1) 37 Meisterpartien aus den letzten 20 Jahren mit Kommentierung und vielen Analysen (S. 82-121);

2) 27 beispielhafte weiße Angriffe auf die schwarze Königsfestung mit z. T. ausführlichen Anmerkungen (S. 122-140);

3) 42 taktische Momentaufnahmen mit typischen Morra-Gambit-Situationen, wo der Führer der weißen Steine kombinatorische Schläge anbringen kann (S. 141-155).

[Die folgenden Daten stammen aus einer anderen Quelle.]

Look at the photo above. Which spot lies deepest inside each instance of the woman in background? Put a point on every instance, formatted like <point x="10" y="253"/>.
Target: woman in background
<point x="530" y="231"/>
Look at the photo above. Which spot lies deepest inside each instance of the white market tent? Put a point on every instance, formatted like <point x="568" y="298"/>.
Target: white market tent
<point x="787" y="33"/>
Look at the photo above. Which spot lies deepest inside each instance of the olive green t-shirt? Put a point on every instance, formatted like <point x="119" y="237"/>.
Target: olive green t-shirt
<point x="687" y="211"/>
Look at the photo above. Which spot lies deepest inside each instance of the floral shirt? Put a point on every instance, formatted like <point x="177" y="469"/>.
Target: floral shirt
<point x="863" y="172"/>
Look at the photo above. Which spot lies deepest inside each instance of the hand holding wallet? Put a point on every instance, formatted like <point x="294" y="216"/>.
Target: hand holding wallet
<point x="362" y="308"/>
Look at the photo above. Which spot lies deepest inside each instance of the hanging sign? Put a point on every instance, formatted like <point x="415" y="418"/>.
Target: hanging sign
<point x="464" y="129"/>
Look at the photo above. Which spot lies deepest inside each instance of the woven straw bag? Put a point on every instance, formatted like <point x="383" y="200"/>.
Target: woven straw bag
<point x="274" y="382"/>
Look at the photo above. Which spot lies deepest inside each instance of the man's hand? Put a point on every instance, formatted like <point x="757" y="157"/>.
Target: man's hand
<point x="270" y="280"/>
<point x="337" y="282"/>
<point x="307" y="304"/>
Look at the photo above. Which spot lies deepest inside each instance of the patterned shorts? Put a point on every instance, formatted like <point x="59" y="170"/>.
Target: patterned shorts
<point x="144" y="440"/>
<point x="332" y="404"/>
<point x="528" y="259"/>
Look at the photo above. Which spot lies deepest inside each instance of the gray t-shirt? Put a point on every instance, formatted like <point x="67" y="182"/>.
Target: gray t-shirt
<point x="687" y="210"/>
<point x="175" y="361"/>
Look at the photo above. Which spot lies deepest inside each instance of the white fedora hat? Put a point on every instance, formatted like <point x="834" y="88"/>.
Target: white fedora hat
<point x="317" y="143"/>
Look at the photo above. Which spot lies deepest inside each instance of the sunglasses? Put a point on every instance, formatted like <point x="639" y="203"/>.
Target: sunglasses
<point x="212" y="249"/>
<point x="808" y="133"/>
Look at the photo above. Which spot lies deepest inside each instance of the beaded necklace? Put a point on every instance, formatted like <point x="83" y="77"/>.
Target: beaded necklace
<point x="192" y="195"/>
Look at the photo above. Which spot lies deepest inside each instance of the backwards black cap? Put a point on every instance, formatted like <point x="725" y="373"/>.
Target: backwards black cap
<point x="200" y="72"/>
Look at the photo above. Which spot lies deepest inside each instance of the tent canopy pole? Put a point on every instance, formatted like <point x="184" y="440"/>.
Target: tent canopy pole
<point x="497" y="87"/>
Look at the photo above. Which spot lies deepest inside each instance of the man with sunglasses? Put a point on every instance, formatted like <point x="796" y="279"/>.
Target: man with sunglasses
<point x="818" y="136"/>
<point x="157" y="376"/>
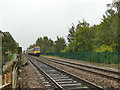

In seinem Fazit (S. 156) bringt es der Autor auf den Punkt: Das Morra-Gambit als scharfe (schärfste!?) Antwort auf Sizilianisch zwingt den Weißen dazu, ständig nach den aktivsten Möglichkeiten Ausschau zu halten. "Dieses Verhalten stellt eine Grundlage für die Steigerung eigener Motivation bzw. Konzentration dar. Das Spiel in den gefährlichen Situationen stärkt den Selbsterhaltungstrieb und die Selbstdisziplin. Zusammengefasst lässt sich sagen, dass die Anwendung des Morra-Gambit eine lehrreiche wie auch methodische Bedeutung und eine durchaus positive Wirkung insbesondere auf die jungen Spieler hat." (Zitat aaO). Dem ist wohl nichts hinzuzufügen. Ein markantes Partiebeispiel zeigt, dass das Morra-Gambit auch gegen einen nominell wesentlich stärkeren Gegner mit guten Chancen probiert werden kann: Milman - Ehlvest, New York Masters 2003: 1.e4 c5 2.d4 c:d4 3.c3 d:c3 4.S:c3 Sc6 5.Sf3 e6 6.Lc4 Dc7 7.0-0 Sf6 8.Sb5 Db8 9.e5! Sg4 10.Sd6+ L:d6 11.e:d6 b5 12. Lb3 0-0 13.h3 Sf6 14.Te1 a5 15. Lg5! a4 16.L.:f6 g:f6 17.Lc2 Sb4? 18.Lb1 Sd5 19.Sh4 D:d6 20.Dg4+ Kh8 21.Sf5 1:0 (S. 82 f., dort mit zahlreichen Anmerkungen und Analysen; im 1. Kapitel von Teil II).

Die Bangiev-Methode ist natürlich erst einmal gewöhnungsbedürftig. Dem vorliegenden 1. Band aus der Reihe "Bangiev-Bibliothek" will der Verfasser deshalb weitere folgen lassen, die sich mit der Felderstrategie beschäftigen: ein Buch über Taktik und drei Lehrhefte. Ob sich die B-Methode letztendlich durchsetzen kann, bleibt abzuwarten - ein vielversprechender Anfang ist jedenfalls gemacht!